These are some things that cryptocurrency investors should bear in mind as holiday parties and year-end gifts take center stage.
With the IRS comment period on the proposed regulatory changes having just closed, there is a lot of attention being paid to crypto tax planning and preparation, but that is only part of the story. Every day, the approaching holiday season will undoubtedly spark tabletop discussions about a wide range of subjects, with cryptocurrency being one of them.
In previous years, cryptocurrency supporters and investors have either been praised or mocked on these occasions, reflecting the sharp fluctuations in prices and market mood. The news this year is expected to be filled with numerous stories about cryptocurrencies, including how charitable donations and other year-end tax planning techniques may be impacted by the rebound in cryptocurrency prices.
The cryptocurrency industry in general and people involved in it, whether as investors, developers, or business owners, have had a turbulent year. One the one hand, the space has been negatively impacted by the persistence of lower price levels and the recently concluded drama of the FTX trial. Investigations into even well-known companies like PayPal are not improving the industry’s reputation, and regulatory crackdowns and public declarations are certain to rekindle concerns about whether the whole thing is one big fraud. However, there is no denying that the quick adoption of tokenization and blockchain technology by a number of TradFi banking institutions both domestically and internationally, as well as the growing possibility of an exchange-traded fund for both Bitcoin and Ethereum, are positive developments.

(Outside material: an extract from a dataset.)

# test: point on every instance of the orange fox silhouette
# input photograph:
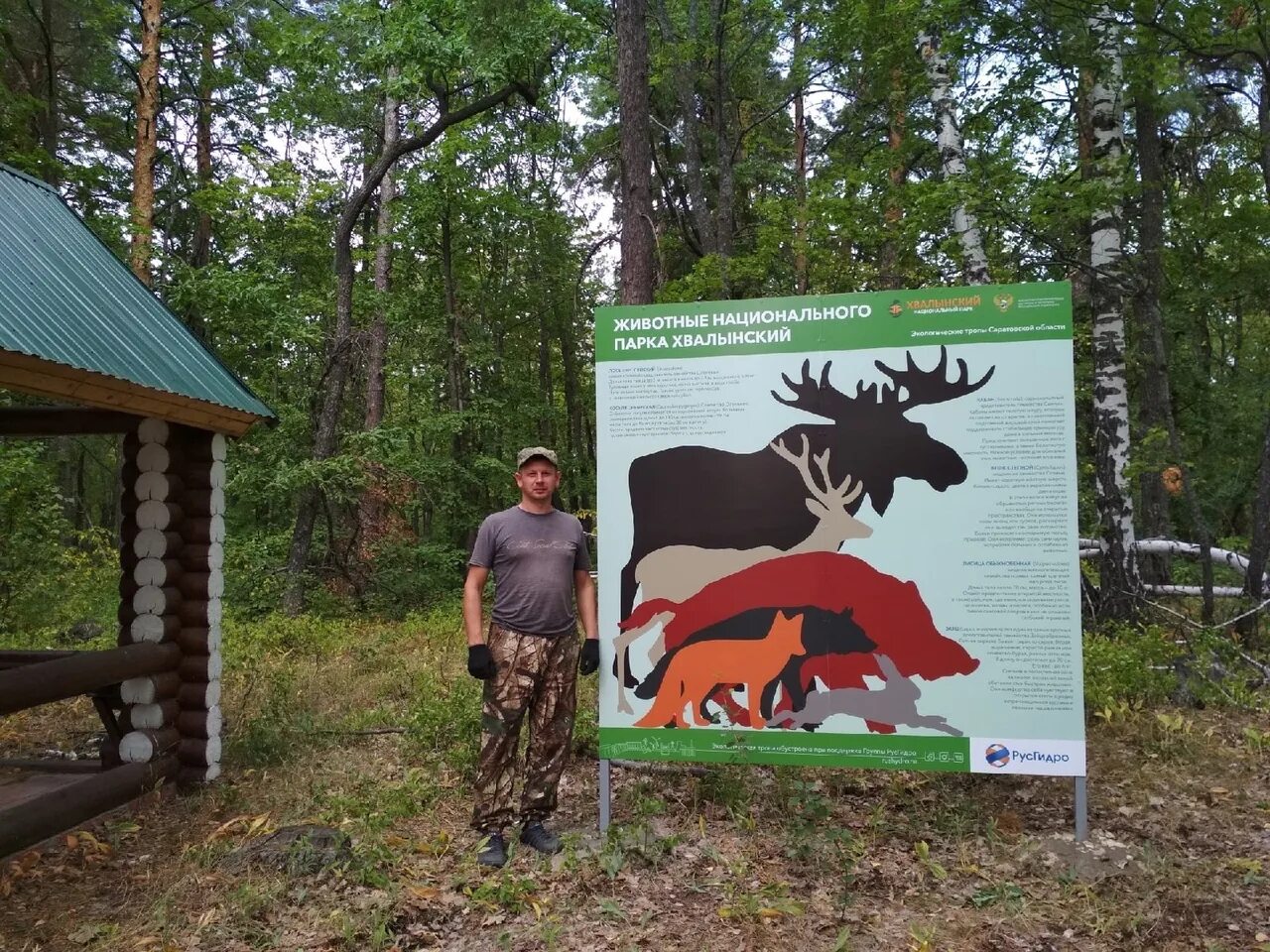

Now let’s examine a few subjects and developments that cryptocurrency investors ought to be prepared to talk about during the approaching holidays.
Why All Are Being Sued by the SEC
To suggest that the SEC has been actively involved in enforcement proceedings over the past year would be a grave understatement. Some may find it particularly perplexing that there has been such a sudden shift in strategy from years of being hands-off to now appearing to be cracking down on all market participants. Outsiders may find it mysterious, but experienced investors and members of the crypto industry are well-versed in the details that motivate these actions. The rationale behind this apparent reversal of course can be summed up in a few sentences, whether that is a good thing or not.
The stunning failure of FTX and the impression that the company had influenced US policy took the SEC and other US regulators and lawmakers by surprise—some would even say they were embarrassed. Regulators have become far more proactive, despite the fact that the timing of these enforcement actions can be considered coincidental, as a result of calls from the marketplace. Establishing authoritative standards has displaced other regulatory bodies and agencies, which is another reason the SEC appears to be involved in every enforcement action. An exception to this is the IRS, which has been updating and expanding its tax advice on cryptocurrencies on a regular basis.
As for the media, bad news stories might still rule the day as it appears that the SEC will remain the top regulator in this field for the foreseeable future.
The Way Tax Planning Strategies Are Affected by Price Recovery
By the end of 2023, cryptocurrency investors have a few reasons to rejoice because prices have increased everywhere. Among the best-performing assets of 2023 is bitcoin, which has increased by 60%. In addition to being good news for investors, year-end tax planning and charitable giving may be affected by these price increases.
In short, tax loss harvesting is the process by which investors recognize losses on coins, tokens, or NFTs by selling them for less than their original cost basis. In the case of cryptocurrency, wash sale regulations do not apply (yet), so investors who have faith in the project’s viability can repurchase these same cryptoassets without facing additional tax complexities. Other taxable income may be reduced by these harvested losses.
An increase in investors wishing to donate or contribute cryptoassets may result from the fact that charitable contributions related to crypto have been steadily rising and that cryptoassets have recovered considerably from their early 2023 lows. Those who are interested in contributing cryptocurrency should be aware that doing so may result in additional filing and compliance obligations. The taxpayer must fill out and submit Form 8283 for any contributions exceeding $500. The taxpayer must either undergo an appraisal that satisfies IRS requirements or forego the charitable contribution if they wish to donate more than $5,000 worth of cryptocurrency.
The New Year Will Be Jam-Packed With Action
In the coming year or so, investors and market observers can expect even more heated discussion if they felt that the last year or several have been action-packed. There is undoubtedly a lot of work in the pipeline between the numerous stablecoin bills that Congress has seen, the IRS’s increased efforts to connect with cryptoassets, the world’s largest banks and asset managers’ substantial investments in and use of blockchain-based products, and the introduction of stablecoins by major corporations like PayPal.
Furthermore, as the conversation about tokenized assets has evolved to include more everyday applications, and as bad actors like those at FTX are brought to justice, trust and market confidence in these assets will only grow.
The trend of blockchain technology and tokenizing assets appears to be here to stay, regardless of what happens to any particular project, coin, or token.